The stable trees revisited

TL;DR

This paper presents a new line-breaking construction for the alpha-stable tree, generalizing Aldous' Brownian CRT, and provides a new proof of an invariance principle linking branching processes to stable trees.

Contribution

It introduces a novel, simpler line-breaking construction for alpha-stable trees using a random rate process and offers a new proof of the invariance principle for branching process trees.

Findings

New line-breaking construction for alpha-stable trees.

Proof of convergence of branching process trees to alpha-stable trees.

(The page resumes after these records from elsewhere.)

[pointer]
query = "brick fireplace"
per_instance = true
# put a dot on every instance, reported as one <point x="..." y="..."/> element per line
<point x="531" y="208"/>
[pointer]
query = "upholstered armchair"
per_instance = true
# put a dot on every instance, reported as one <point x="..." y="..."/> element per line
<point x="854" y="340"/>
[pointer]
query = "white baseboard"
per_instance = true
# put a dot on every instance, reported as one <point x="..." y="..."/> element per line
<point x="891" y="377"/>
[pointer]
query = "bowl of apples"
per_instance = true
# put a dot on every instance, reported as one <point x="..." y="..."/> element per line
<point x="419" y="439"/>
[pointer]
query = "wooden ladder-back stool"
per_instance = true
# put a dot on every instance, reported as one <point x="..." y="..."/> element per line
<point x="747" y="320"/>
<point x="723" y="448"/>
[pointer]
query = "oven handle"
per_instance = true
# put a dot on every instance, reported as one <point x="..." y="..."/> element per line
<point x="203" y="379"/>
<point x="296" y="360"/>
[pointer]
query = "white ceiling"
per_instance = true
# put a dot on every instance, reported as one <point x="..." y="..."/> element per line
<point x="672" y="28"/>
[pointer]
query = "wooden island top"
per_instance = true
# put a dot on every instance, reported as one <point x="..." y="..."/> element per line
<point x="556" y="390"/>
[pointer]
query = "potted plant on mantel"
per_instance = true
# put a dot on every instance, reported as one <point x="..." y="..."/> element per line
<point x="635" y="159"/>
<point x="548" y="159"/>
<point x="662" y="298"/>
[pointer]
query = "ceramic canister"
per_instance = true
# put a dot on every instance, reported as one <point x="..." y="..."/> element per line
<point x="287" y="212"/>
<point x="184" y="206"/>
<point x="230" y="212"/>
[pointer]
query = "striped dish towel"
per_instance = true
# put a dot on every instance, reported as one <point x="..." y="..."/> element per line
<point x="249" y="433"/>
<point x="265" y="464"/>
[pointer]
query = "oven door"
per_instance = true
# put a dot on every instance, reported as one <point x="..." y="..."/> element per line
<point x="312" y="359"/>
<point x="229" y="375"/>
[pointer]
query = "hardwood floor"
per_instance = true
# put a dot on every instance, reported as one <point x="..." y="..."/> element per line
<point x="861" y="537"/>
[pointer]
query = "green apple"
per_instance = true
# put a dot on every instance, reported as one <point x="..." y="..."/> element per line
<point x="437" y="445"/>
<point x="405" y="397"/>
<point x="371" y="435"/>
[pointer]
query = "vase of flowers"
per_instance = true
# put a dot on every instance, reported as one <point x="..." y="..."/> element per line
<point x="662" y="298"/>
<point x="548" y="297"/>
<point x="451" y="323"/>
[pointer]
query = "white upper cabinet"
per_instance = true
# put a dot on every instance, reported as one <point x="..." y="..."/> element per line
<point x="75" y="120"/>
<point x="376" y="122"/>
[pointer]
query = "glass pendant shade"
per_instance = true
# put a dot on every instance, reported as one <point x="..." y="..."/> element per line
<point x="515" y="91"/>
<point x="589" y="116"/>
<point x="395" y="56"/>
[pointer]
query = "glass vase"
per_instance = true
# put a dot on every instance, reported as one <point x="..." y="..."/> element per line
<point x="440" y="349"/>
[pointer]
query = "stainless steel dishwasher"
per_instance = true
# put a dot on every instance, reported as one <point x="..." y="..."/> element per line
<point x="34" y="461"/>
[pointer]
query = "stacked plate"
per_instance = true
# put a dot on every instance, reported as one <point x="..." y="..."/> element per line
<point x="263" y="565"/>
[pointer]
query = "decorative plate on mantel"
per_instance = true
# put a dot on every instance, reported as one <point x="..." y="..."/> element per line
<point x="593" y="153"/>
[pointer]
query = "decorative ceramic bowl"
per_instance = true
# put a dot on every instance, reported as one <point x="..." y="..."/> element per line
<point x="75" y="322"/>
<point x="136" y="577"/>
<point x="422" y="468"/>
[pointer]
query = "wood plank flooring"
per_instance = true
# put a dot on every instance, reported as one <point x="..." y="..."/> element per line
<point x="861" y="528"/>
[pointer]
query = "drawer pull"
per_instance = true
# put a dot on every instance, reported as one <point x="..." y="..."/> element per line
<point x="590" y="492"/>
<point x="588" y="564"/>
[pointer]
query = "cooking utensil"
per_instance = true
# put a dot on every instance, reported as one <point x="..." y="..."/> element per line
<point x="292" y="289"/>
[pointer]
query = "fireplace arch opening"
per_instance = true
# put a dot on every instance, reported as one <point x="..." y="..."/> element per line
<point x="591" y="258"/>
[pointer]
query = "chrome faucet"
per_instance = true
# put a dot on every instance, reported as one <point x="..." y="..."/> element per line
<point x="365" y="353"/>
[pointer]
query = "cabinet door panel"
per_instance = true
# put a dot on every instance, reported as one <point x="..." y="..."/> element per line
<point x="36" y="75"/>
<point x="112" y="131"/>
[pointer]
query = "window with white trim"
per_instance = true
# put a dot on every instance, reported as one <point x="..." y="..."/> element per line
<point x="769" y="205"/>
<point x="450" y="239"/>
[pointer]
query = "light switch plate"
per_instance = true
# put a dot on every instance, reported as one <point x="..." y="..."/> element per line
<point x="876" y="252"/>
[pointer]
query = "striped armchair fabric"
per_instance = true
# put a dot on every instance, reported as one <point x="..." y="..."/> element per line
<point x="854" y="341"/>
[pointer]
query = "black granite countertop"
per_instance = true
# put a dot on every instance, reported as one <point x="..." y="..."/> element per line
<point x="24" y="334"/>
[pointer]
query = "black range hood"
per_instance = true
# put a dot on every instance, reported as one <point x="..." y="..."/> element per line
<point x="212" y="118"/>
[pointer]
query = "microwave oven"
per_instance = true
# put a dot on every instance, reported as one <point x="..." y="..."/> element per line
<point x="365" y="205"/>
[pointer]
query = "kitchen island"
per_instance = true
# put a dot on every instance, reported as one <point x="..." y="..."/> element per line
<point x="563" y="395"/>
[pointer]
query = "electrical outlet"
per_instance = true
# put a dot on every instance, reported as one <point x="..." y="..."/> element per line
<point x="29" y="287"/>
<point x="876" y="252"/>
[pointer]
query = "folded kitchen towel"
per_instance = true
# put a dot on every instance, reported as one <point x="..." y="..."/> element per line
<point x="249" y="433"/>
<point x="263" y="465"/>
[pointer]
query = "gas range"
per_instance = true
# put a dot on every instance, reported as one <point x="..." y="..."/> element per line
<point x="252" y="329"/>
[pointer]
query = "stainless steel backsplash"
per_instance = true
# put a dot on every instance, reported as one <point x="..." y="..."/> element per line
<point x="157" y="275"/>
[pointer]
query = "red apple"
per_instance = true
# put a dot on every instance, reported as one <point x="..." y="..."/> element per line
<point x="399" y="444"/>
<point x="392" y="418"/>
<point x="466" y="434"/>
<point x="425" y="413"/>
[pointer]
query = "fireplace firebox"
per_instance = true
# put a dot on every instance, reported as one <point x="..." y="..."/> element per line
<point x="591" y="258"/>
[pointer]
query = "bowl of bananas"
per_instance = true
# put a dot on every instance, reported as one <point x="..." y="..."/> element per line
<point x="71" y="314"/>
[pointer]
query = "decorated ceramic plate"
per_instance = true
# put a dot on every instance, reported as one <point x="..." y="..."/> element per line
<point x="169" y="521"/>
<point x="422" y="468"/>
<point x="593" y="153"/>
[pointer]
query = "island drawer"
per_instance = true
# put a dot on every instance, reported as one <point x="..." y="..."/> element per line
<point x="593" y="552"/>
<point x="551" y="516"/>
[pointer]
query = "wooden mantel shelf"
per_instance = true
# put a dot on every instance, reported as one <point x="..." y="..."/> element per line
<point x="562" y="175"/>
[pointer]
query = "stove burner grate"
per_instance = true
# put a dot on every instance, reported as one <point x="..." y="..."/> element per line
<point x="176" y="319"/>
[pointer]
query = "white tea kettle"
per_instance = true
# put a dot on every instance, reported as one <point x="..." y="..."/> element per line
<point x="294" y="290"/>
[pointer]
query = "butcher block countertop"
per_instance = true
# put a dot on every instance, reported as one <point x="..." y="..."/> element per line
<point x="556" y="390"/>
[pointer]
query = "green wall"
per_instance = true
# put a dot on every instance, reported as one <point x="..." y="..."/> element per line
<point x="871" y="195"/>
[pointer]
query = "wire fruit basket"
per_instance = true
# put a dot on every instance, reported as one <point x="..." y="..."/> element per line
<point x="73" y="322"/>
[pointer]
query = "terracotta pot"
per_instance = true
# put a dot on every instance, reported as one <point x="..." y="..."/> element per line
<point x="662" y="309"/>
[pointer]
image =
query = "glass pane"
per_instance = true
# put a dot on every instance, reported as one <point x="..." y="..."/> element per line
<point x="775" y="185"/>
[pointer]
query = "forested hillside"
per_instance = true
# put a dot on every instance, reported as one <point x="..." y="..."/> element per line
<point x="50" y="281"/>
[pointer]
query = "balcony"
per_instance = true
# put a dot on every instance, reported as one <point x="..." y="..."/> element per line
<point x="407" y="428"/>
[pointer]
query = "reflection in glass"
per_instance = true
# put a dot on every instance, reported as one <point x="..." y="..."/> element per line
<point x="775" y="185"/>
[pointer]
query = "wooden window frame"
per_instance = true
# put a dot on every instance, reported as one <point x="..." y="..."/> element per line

Connection between discrete and continuous tree constructions.

Abstract

We introduce a new, relatively simple, line-breaking construction of the $\alpha$-stable tree which realises its random finite-dimensional distributions. This is a direct analogue of Aldous' line-breaking construction of the Brownian continuum random tree, which is based on an inhomogeneous Poisson process. Here, we replace the deterministic rate function from the Brownian setting by a random rate process, given by a certain measure-changed $(\alpha-1)$-stable subordinator. Rather than attaching uniformly, the line-segments now connect to locations chosen with probability proportional to the sizes of the jumps of the rate process. We also give a new proof of an invariance principle originally due to Duquesne, which states that the family tree of a Bienaym\'e branching process with critical offspring distribution in the domain of attraction of an $\alpha$-stable law (for $\alpha \in (1,2))$, conditioned to have $n$ vertices, converges on rescaling distances appropriately to the $\alpha$-stable tree. Our proof makes use of a discrete line-breaking construction of the branching process tree, which we show converges to our continuous line-breaking construction.